目からウロコの百人一首|第4回 7 天の原ふりさけ見れば春日なる三笠の山に出でし月かも|はんざわかんいち

天の原ふりさけ見れば春日なる三笠の山に出でし月かも

 あまりにも有名な歌であり、とくに説明が必要な言葉も見られない、じつに分かりやすい歌のように思われるかもしれません。しかも、この歌の詠み手が、遣唐使の阿倍仲麻呂であることも知っていれば、なおさらです。

 以上、終わり。では、話になりませんから、何とか表現上のウロコを挙げてみましょう。

 

〔ウロコ1〕「天の原」

 「天(あま)の原」は、大空のことです。わざわざこの表現を用いるのには、5音1句を構成するという、表現構成上の都合以外にも、それなりの理由があるはずです。2つ考えられそうです。

 1つは、「天」のもつ、天つ神の世界というイメージです。地上に住む人間界とはまったくの別世界です。そこは、有為転変の激しい人間界とは異なる、永久不変の世界です。

 もう1つは、「原」のもつ、広大というイメージです。それは人知・人力の及びようのない規模の領域です。

 このような「天の原」だからこそ、この歌における気付きが実現しえたと言えます。

 

〔ウロコ2〕「ふりさけ見れば」

 「ふりさけ見る」というのは、遠くのほうを、ちょっと上を向いて見ることを表わします。その対象がなにせ「天の原」なのですから、まさにその通りです。

 ただし、以下に続く表現との関係から、次の2点に注意が必要です。

 その1つは、天上の月は、ふりさけ見なくても、存在しているのに、なぜわざわざ「ふりさけ見れば」と表現したのか、という点です。それは、月そのものではなく、そのような行動をとった、他ならぬ詠み手自身にとっての月ということを示すためです。

 もう1つは、そもそもそのような行動をとったのはなぜか、という点です。それは決して意図的・積極的な行動ではなく、たまたま何げなくだったと見られます。そうしたら、思いがけずも、月が目に入ったのでした。だからこそ、感じ入ることにもなったのです。

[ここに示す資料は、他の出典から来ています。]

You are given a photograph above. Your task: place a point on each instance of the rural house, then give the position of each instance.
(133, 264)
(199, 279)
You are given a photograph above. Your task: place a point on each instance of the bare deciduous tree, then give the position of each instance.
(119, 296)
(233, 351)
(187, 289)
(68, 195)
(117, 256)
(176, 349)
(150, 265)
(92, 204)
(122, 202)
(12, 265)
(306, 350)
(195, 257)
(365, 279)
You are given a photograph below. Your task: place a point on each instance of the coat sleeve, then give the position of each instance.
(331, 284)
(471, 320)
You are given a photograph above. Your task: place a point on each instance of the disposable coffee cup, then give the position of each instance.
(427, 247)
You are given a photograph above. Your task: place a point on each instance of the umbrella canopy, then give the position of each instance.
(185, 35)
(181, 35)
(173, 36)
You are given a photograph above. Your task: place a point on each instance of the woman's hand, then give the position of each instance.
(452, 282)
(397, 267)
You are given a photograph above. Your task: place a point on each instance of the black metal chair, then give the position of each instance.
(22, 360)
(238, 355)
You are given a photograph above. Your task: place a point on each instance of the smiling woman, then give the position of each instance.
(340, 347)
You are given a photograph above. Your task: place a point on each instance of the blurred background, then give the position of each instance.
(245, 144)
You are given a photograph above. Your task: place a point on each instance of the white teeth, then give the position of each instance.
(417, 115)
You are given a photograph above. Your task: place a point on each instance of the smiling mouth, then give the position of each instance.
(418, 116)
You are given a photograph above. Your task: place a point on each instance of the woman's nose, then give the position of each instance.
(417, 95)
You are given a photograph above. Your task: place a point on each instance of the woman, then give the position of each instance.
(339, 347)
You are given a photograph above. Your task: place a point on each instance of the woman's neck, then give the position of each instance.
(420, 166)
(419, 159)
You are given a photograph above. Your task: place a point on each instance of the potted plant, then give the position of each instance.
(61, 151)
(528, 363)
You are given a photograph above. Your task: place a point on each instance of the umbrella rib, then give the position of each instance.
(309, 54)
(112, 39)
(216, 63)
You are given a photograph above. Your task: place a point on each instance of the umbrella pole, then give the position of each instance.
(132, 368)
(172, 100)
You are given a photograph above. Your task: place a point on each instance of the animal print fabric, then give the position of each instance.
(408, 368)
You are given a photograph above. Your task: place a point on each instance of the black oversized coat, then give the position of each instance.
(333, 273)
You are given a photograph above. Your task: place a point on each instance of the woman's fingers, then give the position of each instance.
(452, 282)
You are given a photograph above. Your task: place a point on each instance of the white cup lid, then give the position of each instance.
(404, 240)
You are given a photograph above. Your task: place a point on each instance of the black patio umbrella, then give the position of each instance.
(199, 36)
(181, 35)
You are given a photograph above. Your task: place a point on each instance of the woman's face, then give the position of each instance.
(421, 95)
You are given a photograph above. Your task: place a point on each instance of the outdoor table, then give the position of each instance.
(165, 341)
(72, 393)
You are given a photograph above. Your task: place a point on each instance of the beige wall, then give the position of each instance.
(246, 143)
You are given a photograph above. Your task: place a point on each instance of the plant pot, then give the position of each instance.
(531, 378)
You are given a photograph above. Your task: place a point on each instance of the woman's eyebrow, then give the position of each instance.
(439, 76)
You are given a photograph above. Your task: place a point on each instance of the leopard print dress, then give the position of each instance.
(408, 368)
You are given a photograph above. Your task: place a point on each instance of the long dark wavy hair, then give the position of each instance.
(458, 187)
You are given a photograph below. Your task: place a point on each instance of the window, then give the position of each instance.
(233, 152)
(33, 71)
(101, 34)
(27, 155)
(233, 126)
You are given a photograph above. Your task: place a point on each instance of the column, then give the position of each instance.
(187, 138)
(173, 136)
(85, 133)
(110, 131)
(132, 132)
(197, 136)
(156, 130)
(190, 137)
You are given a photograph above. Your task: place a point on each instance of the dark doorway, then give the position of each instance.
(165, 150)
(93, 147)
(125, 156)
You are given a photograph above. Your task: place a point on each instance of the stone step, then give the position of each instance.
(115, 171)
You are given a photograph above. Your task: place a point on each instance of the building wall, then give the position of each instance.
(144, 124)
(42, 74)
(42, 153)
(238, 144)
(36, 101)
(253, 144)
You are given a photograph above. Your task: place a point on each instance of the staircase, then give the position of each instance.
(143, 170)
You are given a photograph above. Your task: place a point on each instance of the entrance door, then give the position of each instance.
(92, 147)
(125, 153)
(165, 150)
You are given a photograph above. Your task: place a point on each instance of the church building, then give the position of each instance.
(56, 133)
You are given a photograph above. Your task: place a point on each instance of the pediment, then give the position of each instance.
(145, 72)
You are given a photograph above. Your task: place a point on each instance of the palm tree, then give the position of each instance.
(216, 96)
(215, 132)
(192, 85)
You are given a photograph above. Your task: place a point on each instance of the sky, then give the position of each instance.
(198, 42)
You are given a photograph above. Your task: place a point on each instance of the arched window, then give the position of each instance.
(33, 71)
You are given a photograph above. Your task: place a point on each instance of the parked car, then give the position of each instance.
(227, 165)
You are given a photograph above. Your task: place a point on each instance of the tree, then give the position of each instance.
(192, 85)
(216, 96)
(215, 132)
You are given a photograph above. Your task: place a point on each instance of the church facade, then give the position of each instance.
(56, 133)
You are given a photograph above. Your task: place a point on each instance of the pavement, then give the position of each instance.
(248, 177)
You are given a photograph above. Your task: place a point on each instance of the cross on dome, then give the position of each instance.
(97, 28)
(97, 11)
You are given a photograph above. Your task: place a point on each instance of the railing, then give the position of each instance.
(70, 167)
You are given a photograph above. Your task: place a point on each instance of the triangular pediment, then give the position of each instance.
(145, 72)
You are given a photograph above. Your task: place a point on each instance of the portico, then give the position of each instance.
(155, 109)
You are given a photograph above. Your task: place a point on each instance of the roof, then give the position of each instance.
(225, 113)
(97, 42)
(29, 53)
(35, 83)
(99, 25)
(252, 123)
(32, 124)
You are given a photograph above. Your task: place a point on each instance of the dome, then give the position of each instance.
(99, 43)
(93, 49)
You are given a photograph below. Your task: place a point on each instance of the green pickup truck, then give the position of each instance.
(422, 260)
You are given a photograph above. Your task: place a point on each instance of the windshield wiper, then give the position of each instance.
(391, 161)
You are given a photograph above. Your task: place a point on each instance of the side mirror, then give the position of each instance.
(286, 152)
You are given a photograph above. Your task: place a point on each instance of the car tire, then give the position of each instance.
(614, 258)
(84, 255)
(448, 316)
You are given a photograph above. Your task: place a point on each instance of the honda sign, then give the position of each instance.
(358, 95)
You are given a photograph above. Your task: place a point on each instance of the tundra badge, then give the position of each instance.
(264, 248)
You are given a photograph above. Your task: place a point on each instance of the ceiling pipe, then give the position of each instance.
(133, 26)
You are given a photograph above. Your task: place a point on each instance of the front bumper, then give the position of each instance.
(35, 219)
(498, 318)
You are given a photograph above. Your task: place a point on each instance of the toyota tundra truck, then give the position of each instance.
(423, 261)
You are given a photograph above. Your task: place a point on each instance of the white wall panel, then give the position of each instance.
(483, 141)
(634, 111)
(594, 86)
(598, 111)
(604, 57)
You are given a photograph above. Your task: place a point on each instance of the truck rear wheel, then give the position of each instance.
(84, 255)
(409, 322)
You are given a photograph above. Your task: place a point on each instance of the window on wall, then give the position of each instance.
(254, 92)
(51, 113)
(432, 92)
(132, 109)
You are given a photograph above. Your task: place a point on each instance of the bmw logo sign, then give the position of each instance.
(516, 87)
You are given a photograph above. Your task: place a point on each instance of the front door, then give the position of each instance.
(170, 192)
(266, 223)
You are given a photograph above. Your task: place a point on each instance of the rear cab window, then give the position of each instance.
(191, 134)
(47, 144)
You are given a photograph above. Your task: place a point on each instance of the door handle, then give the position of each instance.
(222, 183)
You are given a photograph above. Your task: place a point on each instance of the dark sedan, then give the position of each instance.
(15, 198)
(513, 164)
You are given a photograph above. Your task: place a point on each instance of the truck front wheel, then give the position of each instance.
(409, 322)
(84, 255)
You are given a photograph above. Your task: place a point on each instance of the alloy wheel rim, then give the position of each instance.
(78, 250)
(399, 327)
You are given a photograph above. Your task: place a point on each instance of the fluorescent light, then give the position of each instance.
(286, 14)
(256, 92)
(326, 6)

 天上における月の位置は、「三笠の山に出でし月」のように、山と結び付けていますから、まだ上がって間もない頃と想定されます。真上を見て、ということではなく。ついでに言えば、その月はやはり満月こそがもっともふさわしいのではないでしょうか。

 

〔ウロコ3〕「出でし」

 「出でし」の「し」は、過去の助動詞「き」の連体形です。「き」は現在と隔絶した過去であることを示します。つまり、三笠の山の月を見たのは、現在とはまったく異なる時期・状況にあったということです。この「き」1語だけで、それを物語っているのです。

 そして、歌末の「かも」は、「き」による、そのような時期や状況の違いを越えて、月だけは昔と変わらないことに対する、格別の感慨を表わしています。それは、はるか昔への懐かしさからかもしれませんし、今も生きて、同じ月が見られることへの喜びからかもしれません。

 

 以上のウロコをふまえて、押さえておきたいのは、その時の詠み手の心そのもののありようは表現されていないということです。どこで、いつ見ようが、月は月であって、変わりはないということだけなら、身も蓋もありません。その心のありようをうかがわせるのは、時間的・空間的なへだたり、つまり奥深さです。

 紀貫之は古今集にこの歌を採用しただけではなく、土左日記にも、少し表現を変えて引用し、それをネタにして、歌心というものの普遍性を説いたのでした。